Historians are sometimes scrupulous and self-aware, sometimes careless or biased. Yet in either case, and hardly knowing which is which, we cede them moral authority. They do not consciously fictionalize, and we believe they are trying to tell the truth. (p. 4)
The historian’s trade is never simply about stockpiling facts. Even the driest, most data-driven research involves an element of interpretation. Deep research in the archives can be reported in tabular form and lists, by historians talking to each other. But to talk to their public, they use the same devices as all storytellers – selection, elision, artful arrangement. The nineteenth century historian Lord Macaulay said that, “History has to be burned into the imagination before it can be received by the reason”. So how do we teach history? Is it a set of stories, or a set of skills? Both, I think; we need to pass on the stories, but also impart the skills to hack the stories apart and make new ones.
To retrieve history we need rigour, integrity, unsparing devotion and an impulse to scepticism. (pp. 6-7)
From The Honest History Book
“History means interpretation”, said EH Carr, and he was right. The discipline of history is a contest between interpretations. Honest history – the concept – is interpretation robustly supported by evidence. History is distinguished from myth by the strength of the evidence supporting the interpretation. Dishonest history is characterised by tendentious interpretation or inadequate evidence. All historians select evidence. It is how they select it that matters, not the fact that they do. (David Stephens & Alison Broinowski, p. 1 of the book)
History is not a single story. It is competing narratives, brought to life by different groups whose experiences are diverse and often challenge the dominant story a country seeks to tell itself. There are no absolute truths in history. It is a process, a conversation, a constantly altering story. As Inga Clendinnen reminds us in her book True Stories, “To consolidate good history made out of true stories we need time, and peace, and we need the will. We also need to keep in mind that truth is a direction and an aspiration, not a condition.” (Larissa Behrendt, pp. 233-34)

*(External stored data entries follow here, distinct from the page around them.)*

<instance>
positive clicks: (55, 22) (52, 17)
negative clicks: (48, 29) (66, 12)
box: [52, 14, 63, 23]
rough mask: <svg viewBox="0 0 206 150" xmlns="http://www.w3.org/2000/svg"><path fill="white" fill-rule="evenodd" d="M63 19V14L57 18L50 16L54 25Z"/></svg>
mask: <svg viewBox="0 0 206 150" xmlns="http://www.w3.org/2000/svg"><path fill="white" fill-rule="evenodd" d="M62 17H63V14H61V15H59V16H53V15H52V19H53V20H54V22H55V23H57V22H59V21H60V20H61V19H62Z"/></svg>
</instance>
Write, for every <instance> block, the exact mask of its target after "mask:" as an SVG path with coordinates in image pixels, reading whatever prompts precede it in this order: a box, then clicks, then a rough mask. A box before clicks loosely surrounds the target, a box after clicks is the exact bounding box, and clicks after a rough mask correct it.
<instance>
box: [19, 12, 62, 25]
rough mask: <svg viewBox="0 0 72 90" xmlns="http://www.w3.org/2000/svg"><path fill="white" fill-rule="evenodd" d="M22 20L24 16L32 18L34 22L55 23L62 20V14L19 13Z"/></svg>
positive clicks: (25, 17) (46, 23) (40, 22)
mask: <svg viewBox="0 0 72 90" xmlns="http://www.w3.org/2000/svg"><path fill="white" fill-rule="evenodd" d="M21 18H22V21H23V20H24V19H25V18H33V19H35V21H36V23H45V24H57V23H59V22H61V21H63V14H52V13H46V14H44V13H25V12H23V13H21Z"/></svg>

The late Inga Clendinnen said it was the job of historians like her to be “the permanent spoilsports
of imaginative games played with the past”; Clendinnen’s fellow historian Peter Cochrane reckoned history is “a cautious, ever-questioning discipline”. (Alison Broinowski & David Stephens, p. 290)
From Richard Barnett
His podcast is called ‘Thinking and dying in London: Why study history?‘ It was part of a course on Thinking run by the IF Project, the free university in London. Drawing on the story of 19th century medico, John Snow – seen as the father of epidemiology because of his work on cholera – Barnett explores history, heritage, historiography, and historical sources.
We always write – and read – history thought the prism of our contemporary concerns [says Barnett]. So why study history? What do we mean by “history”?
We always write – and read – history thought the prism of our contemporary concerns. There is no such thing as an objective reading of history. This doesn’t render history completely subjective, what it means is that history is always coloured, always brought to light, and sometimes distorted, by our present preconceptions, our own concerns, our political concerns and identity where we stand in our own societies, where we want to go. So history in some ways always serves the needs of the present. That doesn’t make it worthless, in some ways it can make it even more valuable.